Vom Talent zum Vorbild

Menschen / 31.05.2023 • 18:00 Uhr
Historischer Jubel: Die Kickerinnen der SPG Altach/Vorderland bezwangen die seit fünf Jahren ungeschlagenen ­St. Pöltnerinnen. SCRA, Selina Meier (2), Müller (2)
Historischer Jubel: Die Kickerinnen der SPG Altach/Vorderland bezwangen die seit fünf Jahren ungeschlagenen ­
St. Pöltnerinnen. SCRA, Selina Meier (2), Müller (2)

Physiotherapeutin Verena Müller (27) ist Kapitänin der SPG Altach/Vorderland.

Altach Noch vor einigen Jahren hätte Verena Müller nicht einmal im Traum daran gedacht, dass sie eines Tages einen Teil Sportgeschichte mitschreiben würde.

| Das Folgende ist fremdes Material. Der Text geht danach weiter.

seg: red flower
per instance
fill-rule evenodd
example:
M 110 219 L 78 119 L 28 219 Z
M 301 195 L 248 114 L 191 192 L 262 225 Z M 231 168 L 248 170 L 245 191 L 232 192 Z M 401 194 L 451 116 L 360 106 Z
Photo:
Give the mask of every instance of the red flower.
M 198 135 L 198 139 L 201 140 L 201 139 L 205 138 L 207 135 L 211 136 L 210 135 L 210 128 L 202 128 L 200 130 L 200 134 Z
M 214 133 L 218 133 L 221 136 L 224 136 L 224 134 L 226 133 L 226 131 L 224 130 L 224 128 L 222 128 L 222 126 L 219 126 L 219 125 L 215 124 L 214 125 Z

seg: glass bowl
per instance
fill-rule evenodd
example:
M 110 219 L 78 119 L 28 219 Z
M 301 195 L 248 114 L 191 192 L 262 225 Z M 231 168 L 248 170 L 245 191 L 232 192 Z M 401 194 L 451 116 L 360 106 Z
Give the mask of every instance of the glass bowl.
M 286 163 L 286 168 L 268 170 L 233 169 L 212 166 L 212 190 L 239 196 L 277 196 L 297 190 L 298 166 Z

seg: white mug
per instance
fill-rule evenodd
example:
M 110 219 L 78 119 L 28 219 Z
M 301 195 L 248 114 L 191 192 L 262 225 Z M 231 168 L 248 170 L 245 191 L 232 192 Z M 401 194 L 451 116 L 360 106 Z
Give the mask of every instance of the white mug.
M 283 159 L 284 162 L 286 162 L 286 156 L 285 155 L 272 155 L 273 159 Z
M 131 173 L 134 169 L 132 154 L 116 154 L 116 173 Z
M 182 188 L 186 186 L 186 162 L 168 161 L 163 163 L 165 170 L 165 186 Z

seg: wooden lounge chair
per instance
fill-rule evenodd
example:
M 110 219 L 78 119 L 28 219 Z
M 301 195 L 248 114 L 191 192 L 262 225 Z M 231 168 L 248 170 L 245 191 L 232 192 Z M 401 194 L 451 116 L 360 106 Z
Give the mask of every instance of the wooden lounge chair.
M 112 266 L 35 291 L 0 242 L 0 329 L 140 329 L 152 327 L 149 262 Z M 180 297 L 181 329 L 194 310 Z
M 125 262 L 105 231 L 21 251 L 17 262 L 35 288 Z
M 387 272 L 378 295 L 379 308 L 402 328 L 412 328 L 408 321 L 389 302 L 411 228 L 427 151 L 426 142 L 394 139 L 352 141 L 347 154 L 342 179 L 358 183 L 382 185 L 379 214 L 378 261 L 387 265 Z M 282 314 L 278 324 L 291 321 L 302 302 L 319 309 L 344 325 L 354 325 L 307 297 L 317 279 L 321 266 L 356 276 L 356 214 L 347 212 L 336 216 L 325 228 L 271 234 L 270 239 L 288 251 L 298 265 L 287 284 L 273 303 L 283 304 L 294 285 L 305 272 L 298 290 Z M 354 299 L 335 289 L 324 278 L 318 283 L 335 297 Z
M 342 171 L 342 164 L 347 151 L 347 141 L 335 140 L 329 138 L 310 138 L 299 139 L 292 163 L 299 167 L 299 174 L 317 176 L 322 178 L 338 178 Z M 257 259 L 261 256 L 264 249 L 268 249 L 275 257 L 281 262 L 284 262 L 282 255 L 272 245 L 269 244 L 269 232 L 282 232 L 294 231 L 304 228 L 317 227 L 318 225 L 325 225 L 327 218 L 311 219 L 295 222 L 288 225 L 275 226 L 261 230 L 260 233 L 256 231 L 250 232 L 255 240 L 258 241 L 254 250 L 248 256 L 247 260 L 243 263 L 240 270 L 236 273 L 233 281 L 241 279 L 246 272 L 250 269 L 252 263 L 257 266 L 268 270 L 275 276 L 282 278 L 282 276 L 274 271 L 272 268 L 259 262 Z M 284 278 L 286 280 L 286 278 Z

Und auch nicht, einen Umkleidekabinenplatz in einem Fußballprofi-Campus zu haben. „Irgendwie habe ich das alles noch gar nicht realisiert“, sagt die Kapitänin der SPG Altach/Vorderland und lässt ihren Blick über die Sportaufnahmen an der Wand des Campus-Besprechungszimmers gleiten, welche sie und ihre Mitspielerinnen zeigen.

Vor Kurzem haben die Vorarlberger Bundesliga-Kickerinnen die Superserie des Serienmeisters St. Pölten beendet. Die Niederösterreicherinnen waren bis dahin auf nationaler Ebene fünf Jahre ungeschlagen. „Mir geht das Herz auf, wenn ich an unseren Erfolg denke. Das ist pure Freude“, versucht Müller ihre Emotionen hinsichtlich des historischen Siegs in Worte zu fassen.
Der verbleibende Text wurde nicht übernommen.